Closed marco-c closed 6 years ago
Also, main + content - content shutdown (which is the metric we currently use to evaluate the overall stability of a release).
The code to accumulate content_crashes and content_shutdown_crashes numbers is here:
As far as I can tell from reading the source (e.g. https://searchfox.org/mozilla-central/rev/97cb0aa64ae51adcabff76fb3b5eb18368f5f8ab/dom/ipc/ContentParent.cpp#3137 ; https://searchfox.org/mozilla-central/rev/97cb0aa64ae51adcabff76fb3b5eb18368f5f8ab/ipc/glue/CrashReporterHost.cpp#280) the two types are being tracked completely seperately. @chutten could probably confirm.

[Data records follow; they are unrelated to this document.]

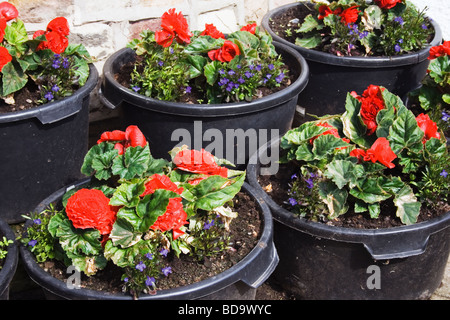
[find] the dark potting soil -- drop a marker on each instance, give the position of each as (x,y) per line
(245,231)
(277,187)
(24,99)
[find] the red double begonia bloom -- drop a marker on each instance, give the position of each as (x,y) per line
(251,27)
(202,162)
(174,26)
(324,11)
(59,25)
(5,57)
(211,30)
(132,137)
(438,51)
(350,15)
(387,4)
(428,126)
(371,102)
(8,11)
(89,208)
(158,181)
(226,53)
(55,35)
(380,151)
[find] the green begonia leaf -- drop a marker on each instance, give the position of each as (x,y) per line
(408,208)
(152,206)
(215,191)
(342,172)
(334,198)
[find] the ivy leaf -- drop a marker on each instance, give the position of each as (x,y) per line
(152,206)
(327,144)
(301,134)
(89,265)
(102,164)
(353,126)
(203,44)
(374,210)
(435,148)
(247,41)
(75,241)
(13,78)
(123,233)
(405,133)
(16,34)
(95,152)
(309,24)
(124,257)
(196,65)
(215,191)
(369,191)
(133,163)
(385,119)
(334,198)
(342,172)
(408,208)
(439,67)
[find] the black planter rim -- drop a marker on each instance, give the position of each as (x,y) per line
(112,100)
(55,111)
(418,233)
(12,257)
(349,61)
(247,266)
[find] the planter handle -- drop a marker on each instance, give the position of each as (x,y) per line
(260,269)
(403,243)
(105,101)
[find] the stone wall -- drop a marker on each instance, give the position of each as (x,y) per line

I have mentioned this to a few people already, but I think it's best to look at the different measures in isolation to gain a holistic picture of how a release is doing rather than trying to come up with a magic number for release health. Some work has been done to do this in the channel/platform summary page already, my plan was to surface some of the most salient/important information on the front page as well.
content_crashes
is the total number of SUBPROCESS_CRASHES_WITH_DUMP
from the content process. content_shutdown_crashes
is the number of SUBPROCESS_KILL_HARD
with the reason ShutDownKill
.
M+C-S (main plus content minus content shutdown) has been used as a "crashes that users are likely to care about" figure for as long as e10s has been a thing (so, about two years). It is generally the "crash" category of any release health metric.
content_crashes
on its own isn't a useful measure of release health. Users don't seem to care about shutdown crashes at all (they often happen completely transparently to users), and shutdown crash rates are wildly variable from day to day. content_crashes
is only useful for determining user-facing content crashes when the content_shutdown_crashes
are removed from them.
I concur broadly with the "there is no magic number for release health" but in this case we must remove the shutdown crashes from the content crashes figure if we are to understand the impact to users. Or perhaps a view with non-shutdown content crashes on the bottom of the area plot, and the shutdown crashes on top.
I think we might want to fix this within telemetry-streaming so that the content_crashes
excludes content_shutdown_crashes
. I'd really rather not have to do a bunch of UI magic inside mission control to handle this distinction (which IMO users shouldn't have to care about).
Update: we are going to start tracking content crashes and content shutdown crashes as seperate entities in our underlying dataset. Closing this.
If it does, it would be useful to have an additional graph with content_crashes - content_shutdown_crashes, like https://telemetry.mozilla.org/crashes/.